Charlotte County Florida Weekly

Might Florida allow “constitutional carry”?



Some of the states that have gone to permit-less carry allow gun owners to both conceal carry or open carry their weapons. Open carry means carrying in plain sight. The U.S. Concealed Carry Association says:

“Constitutional carry means that the state’s law does not prohibit citizens who can legally possess a firearm from carrying handguns (openly and/or in a concealed manner) thus no state permit is required.”

Florida currently bans open carry. It’s unclear whether Gov. Ron DeSantis would also be in favor of considering the open carry of weapons without a permit, or just ending concealed carry permits.

He won’t say.

When asked whether permit-less open carry could also be considered or whether the governor will call for a special session to address permit-less concealed carry, assistant press secretary Bryan Griffin simply referred back to statements Gov. DeSantis made at an April 29 press conference. “When we have more details to share, we will be glad to do so,” Mr. Griffin said. As of press time, no new details were released.



On April 29, Gov. DeSantis said: “Well, the one thing that I wanted the Legislature to do, and I think we will do it. I can’t tell you exactly when, but I am pretty confident that I will be able to sign constitutional carry into law. We used to be a leader on the Second Amendment. Now there’s like 25 states that have already done it… And so … the Legislature will get it done. I can’t tell you if it’s going be next week, six months, but I can tell you that before I am done as governor, we will have a signature on that bill.”
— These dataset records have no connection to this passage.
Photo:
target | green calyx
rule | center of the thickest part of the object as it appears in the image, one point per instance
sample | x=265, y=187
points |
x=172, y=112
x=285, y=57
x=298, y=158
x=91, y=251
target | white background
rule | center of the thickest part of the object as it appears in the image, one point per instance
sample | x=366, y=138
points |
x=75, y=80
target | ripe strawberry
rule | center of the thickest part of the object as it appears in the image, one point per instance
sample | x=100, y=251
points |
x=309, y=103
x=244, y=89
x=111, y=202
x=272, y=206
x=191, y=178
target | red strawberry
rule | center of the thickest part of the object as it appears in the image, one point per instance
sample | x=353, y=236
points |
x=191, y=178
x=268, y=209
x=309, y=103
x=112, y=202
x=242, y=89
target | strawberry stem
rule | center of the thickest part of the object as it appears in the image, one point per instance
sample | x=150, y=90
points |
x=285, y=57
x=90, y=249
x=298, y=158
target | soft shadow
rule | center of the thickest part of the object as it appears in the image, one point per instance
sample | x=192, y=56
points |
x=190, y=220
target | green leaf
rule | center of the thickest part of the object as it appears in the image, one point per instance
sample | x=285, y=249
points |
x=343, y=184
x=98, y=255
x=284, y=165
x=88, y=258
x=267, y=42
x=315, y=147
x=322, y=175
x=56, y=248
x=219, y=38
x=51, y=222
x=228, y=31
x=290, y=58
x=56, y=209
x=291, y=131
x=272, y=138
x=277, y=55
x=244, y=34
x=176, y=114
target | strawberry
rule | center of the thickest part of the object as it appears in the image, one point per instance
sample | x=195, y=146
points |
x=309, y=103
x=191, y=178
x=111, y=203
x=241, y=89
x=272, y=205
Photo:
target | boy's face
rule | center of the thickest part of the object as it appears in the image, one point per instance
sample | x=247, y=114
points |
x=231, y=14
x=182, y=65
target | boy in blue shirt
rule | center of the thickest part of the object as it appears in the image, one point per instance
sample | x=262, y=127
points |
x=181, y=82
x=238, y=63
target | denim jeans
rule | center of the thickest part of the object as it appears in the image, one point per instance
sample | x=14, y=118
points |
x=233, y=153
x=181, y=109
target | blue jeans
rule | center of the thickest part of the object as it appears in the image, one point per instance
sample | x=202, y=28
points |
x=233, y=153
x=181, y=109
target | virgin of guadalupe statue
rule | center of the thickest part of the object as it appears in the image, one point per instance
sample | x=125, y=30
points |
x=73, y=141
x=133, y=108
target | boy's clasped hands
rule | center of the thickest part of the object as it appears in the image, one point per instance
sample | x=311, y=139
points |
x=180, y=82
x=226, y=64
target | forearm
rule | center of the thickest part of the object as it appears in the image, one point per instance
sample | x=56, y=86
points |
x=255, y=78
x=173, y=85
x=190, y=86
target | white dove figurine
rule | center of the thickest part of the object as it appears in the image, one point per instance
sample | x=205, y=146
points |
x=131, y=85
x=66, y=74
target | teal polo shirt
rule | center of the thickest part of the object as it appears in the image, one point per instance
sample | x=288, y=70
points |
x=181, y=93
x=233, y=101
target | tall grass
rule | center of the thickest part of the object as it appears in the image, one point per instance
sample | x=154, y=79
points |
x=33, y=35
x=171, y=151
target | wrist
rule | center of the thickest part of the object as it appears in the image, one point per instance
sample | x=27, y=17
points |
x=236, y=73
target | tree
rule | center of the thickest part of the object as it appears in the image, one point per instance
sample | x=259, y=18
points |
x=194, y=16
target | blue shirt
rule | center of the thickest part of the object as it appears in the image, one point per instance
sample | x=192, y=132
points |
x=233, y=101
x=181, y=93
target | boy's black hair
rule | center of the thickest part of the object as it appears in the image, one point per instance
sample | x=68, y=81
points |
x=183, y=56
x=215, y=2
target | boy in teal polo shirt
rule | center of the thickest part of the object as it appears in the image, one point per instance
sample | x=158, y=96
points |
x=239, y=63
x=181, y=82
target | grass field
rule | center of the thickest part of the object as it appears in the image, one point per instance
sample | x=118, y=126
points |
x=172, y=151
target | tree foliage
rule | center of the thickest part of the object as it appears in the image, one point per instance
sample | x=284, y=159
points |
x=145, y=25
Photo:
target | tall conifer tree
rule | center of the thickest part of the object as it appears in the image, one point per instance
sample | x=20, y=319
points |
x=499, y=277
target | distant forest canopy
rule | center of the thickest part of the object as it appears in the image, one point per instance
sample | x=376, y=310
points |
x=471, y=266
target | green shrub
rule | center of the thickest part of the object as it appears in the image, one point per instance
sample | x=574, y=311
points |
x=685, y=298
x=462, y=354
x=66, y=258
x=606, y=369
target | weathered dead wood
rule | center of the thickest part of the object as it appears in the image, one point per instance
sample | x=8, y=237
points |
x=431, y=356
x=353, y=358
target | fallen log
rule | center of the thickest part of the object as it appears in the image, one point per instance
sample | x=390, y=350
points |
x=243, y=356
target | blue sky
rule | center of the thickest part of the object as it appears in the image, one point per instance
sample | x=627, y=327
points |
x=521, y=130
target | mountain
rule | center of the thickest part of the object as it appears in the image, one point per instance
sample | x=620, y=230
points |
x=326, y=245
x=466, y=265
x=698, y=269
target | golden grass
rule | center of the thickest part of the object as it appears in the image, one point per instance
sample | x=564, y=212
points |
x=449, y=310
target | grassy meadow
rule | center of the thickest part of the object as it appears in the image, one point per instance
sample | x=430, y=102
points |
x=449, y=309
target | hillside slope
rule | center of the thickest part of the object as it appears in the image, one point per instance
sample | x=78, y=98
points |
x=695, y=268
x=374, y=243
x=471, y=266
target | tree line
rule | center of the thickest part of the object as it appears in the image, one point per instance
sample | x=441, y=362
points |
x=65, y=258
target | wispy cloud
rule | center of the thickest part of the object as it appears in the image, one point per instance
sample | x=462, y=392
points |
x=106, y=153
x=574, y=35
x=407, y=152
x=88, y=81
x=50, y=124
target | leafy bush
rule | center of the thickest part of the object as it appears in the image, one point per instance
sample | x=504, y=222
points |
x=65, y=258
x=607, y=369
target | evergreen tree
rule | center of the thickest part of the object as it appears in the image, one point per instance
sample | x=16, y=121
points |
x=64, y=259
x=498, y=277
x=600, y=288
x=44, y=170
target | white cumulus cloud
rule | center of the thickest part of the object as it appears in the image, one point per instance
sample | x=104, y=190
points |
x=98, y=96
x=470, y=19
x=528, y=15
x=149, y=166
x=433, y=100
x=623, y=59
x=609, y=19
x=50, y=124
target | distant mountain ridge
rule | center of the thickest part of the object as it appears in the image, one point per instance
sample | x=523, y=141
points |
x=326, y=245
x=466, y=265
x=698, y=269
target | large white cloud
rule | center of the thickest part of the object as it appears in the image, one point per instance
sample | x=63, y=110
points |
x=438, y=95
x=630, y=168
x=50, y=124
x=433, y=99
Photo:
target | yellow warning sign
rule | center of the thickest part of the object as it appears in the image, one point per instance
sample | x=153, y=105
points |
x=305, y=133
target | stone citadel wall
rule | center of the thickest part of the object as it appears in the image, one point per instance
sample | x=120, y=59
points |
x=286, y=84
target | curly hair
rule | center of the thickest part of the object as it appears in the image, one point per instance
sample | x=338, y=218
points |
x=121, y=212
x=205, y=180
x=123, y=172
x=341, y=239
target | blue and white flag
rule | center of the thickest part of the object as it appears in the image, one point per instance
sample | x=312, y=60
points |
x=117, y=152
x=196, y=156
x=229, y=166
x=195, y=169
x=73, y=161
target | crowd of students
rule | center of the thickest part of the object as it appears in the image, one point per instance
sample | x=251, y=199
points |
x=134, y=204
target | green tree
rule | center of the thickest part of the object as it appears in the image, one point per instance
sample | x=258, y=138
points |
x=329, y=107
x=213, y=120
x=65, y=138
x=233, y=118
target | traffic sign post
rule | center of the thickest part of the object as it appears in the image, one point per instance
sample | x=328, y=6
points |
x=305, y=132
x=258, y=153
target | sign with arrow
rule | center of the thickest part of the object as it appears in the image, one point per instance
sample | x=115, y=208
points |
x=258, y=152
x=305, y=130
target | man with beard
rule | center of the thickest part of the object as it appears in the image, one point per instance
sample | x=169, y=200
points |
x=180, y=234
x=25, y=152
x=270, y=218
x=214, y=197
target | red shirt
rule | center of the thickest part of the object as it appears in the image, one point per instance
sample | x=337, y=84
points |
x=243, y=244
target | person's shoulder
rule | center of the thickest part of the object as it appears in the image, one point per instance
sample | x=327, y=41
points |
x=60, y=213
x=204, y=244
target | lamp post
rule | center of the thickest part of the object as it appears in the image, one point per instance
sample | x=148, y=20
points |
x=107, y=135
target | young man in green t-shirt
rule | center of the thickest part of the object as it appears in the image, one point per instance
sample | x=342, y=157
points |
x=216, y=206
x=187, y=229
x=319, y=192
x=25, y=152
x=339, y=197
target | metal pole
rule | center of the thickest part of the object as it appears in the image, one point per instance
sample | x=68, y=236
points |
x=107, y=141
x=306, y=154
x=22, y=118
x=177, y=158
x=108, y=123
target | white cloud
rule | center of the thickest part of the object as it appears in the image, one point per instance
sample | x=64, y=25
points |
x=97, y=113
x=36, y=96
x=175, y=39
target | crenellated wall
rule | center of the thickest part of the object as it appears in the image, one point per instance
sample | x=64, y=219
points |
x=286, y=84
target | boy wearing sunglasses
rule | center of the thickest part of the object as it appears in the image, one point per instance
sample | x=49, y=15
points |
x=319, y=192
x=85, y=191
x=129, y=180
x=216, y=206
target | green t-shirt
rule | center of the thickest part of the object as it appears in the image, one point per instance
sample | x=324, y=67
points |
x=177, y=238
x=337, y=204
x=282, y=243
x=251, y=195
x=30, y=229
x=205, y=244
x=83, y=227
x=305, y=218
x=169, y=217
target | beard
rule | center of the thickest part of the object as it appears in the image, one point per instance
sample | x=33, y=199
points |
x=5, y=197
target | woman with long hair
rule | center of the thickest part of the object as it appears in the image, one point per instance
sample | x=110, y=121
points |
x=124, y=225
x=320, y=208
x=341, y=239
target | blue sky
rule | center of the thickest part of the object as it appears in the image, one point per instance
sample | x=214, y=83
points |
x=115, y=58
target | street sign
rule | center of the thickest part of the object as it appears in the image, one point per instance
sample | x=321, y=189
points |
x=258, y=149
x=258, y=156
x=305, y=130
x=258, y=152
Those interviewed for this story believe any proposed law would focus on concealed carry without a permit rather than open carry.

But the issue is open.

“We have not seen a new bill,” said Patricia Brigham, president of Prevent Gun Violence Florida. “At this point in time, we’re talking about concealed permit less carry.”
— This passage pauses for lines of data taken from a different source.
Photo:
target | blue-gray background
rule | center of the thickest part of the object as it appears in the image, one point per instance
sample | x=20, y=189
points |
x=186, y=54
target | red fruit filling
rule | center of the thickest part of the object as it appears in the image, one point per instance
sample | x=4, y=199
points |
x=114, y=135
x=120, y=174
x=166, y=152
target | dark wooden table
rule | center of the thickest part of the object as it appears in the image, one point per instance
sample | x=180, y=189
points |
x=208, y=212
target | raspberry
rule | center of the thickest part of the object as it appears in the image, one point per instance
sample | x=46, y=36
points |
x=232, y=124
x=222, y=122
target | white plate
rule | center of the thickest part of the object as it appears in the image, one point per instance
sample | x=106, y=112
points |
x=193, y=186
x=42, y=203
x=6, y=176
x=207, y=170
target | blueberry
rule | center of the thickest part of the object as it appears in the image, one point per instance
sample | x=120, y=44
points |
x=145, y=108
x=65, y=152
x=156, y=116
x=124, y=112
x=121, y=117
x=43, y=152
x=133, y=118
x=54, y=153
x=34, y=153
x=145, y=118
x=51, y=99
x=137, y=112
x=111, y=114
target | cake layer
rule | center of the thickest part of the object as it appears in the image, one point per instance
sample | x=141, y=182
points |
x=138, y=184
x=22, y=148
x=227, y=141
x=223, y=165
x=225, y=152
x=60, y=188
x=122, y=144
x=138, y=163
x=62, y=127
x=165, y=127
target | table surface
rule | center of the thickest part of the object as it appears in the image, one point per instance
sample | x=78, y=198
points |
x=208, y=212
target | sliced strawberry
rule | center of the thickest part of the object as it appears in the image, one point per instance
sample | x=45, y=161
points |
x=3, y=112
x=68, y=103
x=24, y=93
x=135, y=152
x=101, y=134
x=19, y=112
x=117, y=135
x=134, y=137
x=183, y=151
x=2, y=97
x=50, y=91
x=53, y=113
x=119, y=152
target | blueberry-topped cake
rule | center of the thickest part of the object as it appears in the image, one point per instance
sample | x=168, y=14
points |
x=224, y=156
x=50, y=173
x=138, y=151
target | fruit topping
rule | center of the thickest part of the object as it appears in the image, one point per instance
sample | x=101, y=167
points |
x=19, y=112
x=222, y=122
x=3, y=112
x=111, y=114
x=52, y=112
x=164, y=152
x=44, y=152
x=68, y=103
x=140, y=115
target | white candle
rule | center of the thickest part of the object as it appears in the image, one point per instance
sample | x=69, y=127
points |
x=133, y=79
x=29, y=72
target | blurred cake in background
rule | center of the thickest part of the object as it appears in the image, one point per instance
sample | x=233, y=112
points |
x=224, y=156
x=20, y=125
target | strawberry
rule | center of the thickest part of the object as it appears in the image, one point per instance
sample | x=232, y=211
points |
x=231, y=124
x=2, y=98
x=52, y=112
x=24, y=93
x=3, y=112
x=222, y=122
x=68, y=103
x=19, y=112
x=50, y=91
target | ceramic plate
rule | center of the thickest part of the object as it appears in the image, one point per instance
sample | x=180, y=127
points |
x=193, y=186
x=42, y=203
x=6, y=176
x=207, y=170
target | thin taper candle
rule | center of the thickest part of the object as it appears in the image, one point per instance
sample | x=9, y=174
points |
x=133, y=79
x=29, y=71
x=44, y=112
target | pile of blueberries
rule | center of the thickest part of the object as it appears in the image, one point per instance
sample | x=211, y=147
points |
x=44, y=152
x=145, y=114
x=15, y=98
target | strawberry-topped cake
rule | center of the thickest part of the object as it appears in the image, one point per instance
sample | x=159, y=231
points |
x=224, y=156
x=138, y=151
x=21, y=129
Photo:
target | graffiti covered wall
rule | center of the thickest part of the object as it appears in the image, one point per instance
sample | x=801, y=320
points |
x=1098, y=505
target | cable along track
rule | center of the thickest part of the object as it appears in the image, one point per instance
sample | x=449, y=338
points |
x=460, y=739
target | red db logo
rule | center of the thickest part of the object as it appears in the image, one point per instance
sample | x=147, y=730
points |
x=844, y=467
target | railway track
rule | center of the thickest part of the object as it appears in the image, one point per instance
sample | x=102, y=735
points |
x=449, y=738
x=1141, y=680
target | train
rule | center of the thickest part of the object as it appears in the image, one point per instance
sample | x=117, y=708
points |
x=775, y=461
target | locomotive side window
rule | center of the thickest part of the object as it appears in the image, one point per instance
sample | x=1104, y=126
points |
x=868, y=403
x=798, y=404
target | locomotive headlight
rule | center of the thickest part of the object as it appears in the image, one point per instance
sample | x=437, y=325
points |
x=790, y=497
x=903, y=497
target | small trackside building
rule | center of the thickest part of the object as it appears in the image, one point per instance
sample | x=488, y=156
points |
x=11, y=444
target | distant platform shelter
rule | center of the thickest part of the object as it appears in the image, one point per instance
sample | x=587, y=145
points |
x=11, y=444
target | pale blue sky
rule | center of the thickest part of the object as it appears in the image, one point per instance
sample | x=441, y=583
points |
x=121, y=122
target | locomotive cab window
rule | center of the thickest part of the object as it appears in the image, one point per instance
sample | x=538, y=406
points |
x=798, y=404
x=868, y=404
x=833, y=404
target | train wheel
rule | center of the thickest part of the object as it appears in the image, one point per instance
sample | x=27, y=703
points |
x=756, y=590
Her organization is preparing in case the governor places the issue in special legislative session. “It’s a wild card right now, but it’s entirely possible based on what we’re hearing,” she said. The governor could also wait until next year’s legislative session, Ms. Brigham said. “But we’ve got to be ready and we’re coalition-building and we are prepared to fight, because we believe that this is very bad policy and would open the door to even more bad gun policy in Florida.”

“Now, depending on what the new bill is, I don’t know if they’re going to make that open (carry),” Ms. Brigham said. “I certainly hope not. That would make it even worse.”

State Rep. Anthony Sabatini, R-Howey-in-the-Hills, has already tried in the last three legislative sessions to pass a permit-less carry bill and failed to get it out of committee each time. The latest bill, HB 103, proposed in the 2022 session, called for both open and concealed carry without a permit.

If Gov. DeSantis has expressed support for permit-less concealed carry, why didn’t any of his bills see the light of day on the floor of the Legislature?

“It’s painfully obvious,” Rep. Sabatini said. The Republican leadership personally blocked the bill as being too controversial, he said. “Now that the governor decided he wants it passed, because they are cowards and fear the governor, they changed their tune.”

Florida Senate President Wilton Simpson now says he will support constitutional, or permit-less carry. He is previously known for championing the Marjory Stoneman Douglas High School Public Safety Act in the wake of the 2018 massacre of 17 students and teachers there. He has also claimed in previous campaign literature that he wrote the bill.

He is currently running for commissioner of the state Department of Agriculture and Consumer Services, which oversees the concealed weapons permit program.

Mr. Simpson and his legislative aide did not respond to questions made through emails and phone calls requesting comment as to why he changed his mind about permit-less carry, whether it was due to his candidacy, and to address Rep. Sabatini’s claim that Republican leadership changed their mind about permit-less carry due to fear of the governor.

Instead, Katherine Betta, his deputy chief of staff for communications, referred to a statement Sen. Simpson has provided to the media as far back as six months ago.

“President Simpson is unwavering in his support for the Second Amendment rights of law-abiding Floridians, as evidenced by his A rating from the NRA, which he has earned over a decade of service in the Senate by sponsoring and supporting legislation that protects our constitutional right to keep and bear arms.”

Rep. Sabatini had also proposed another bill, HB 6007, which would have allowed for carrying a weapon or firearm, openly or concealed, in a college campus or university facility. That bill also failed.

Rep. Sabatini said he had “a very good feeling” that the governor would call for addressing the permit-less carry issue in a special session. ¦

One response to “Might Florida allow “constitutional carry”?”

  1. Robert Boyles says:

    While I fully believe in open carry I still believe that background checks are needed to at the very least start to weed out the undesirables. Coming from Michigan where open carry is allowed the laws differ if you have a concealed permit. Also before getting a concealed permit WITH a background check a gun safety and proper use class should also be required at a cost to the permit applicants. I understand that we will then have people out there saying it is unfair to the poor population however they are the group with the most unlicensed guns and domestic violence with guns. So please Governor DeSantis, put forth a Constitutional Carry bill that will allow our 2nd Amendment rights as well the safety of your constituents.